The Sarasota Chorus did themselves proud in this and other choral moments, particularly the exciting extended finale. The orchestra under Ekhart Wycik was good too, perhaps not the best ever heard in the often played overtures, but nonetheless, good. The trumpets and horns were in tune too. The young singers were also good. Kara Shay Thomson sang a powerful "Abscheulicher" aria and acted well, expressing her reluctance to accept Marzelline's overtures and her great love for her husband. I thought she did a splendid job. Vanessa Isiguen was a delightful Marzelline. Her singing was among the best of the cast, and she was very lively on stage. The villain, Don Pizarro, was Sean Anderson. He made the most of his snarling baddie, and if he was one dimensional, that's how he is in the libretto. The other men were not quite up to the excellence of the ladies, although Harold Wilson's Rocco was good. Michael Robert Hendrick's Florestan sounded strained at times, and Christopher Trapani's Jaquino was a little weak. No one, however, was bad. The opera built to the exciting climax that Beethoven intended, and the "release" that is in the story is also in the music, and it came across to the audience.
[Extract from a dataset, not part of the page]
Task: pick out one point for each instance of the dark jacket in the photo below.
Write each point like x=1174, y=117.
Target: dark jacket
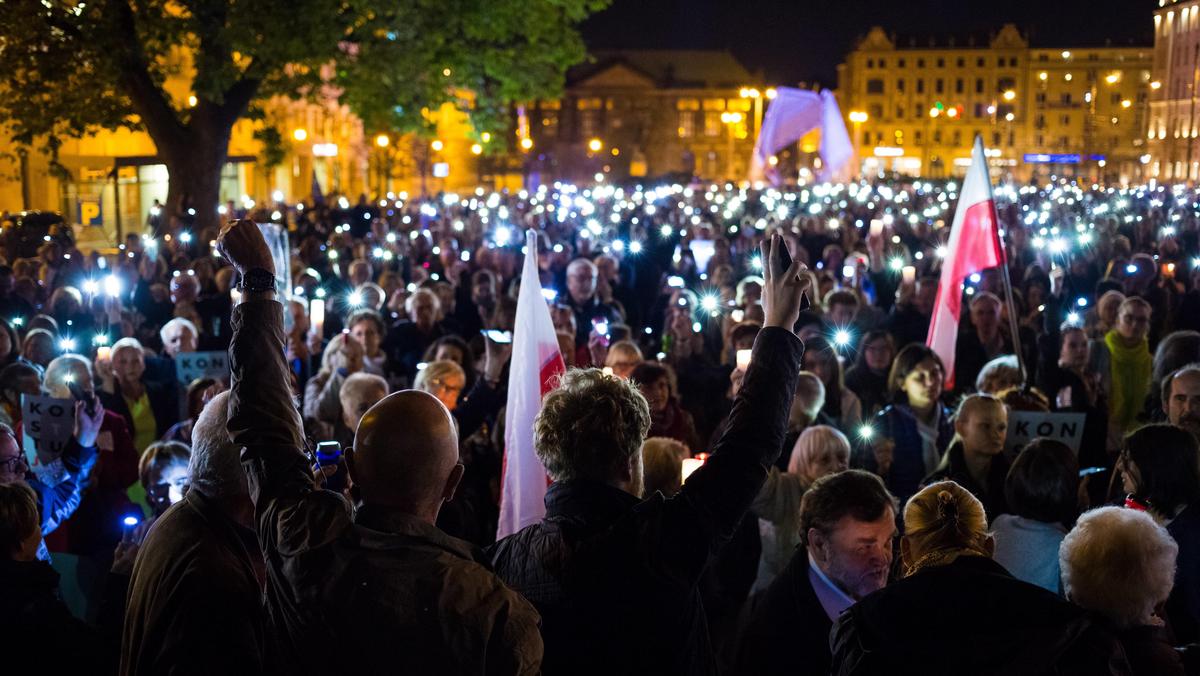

Scenic design by Michael Schweikardt was traditonal--the prison was forbidding, the secret underground cell where Florestan is kept was dark (lighting by Ken Yunker), so dark that you did not see him at first. Stage direction by Tom Diamond was first rate, and the characters portrayed anguish, love, pity and joy as the story and music dictate. Costumes by Howard Tsvi Kaplan (all set appropriately in Beethoven's time) tended towards brown colors as did the set. It all worked.
A final note: all four operas we saw in Sarasota this year were traditional in terms of sets and costumes, and they were not updated; La battaglia di Legnano was medieval, Aida was ancient Egyptian, Così was eighteenth century sunny Neapolitan, and Fideliio was darker, early nineteenth century. It is so rare these days to see an opera that is not updated, where the singers are not wearing contemporary suits and dresses and sporting sunglasses and carrying uzis when the text says "sword" or "pistol." I realize that I am old fashioned, but I think opera loses something fairly vital when we deny it the element of spectacle and period costume. Would a soap opera like "Downton Abbey" have half the audience if it were set in 2016 with rappers instead of flappers, ruthless Wall Street types instead of lords and ladies? Affairs, illegitimate children, searching for the right husband, even death may be the same today as they were in 1915 (or 1925 or 1176), but where would we be without Lady Mary's splendid period costumes? Without that Great House? "Downton Abbey" in Trump Tower? I don't think so.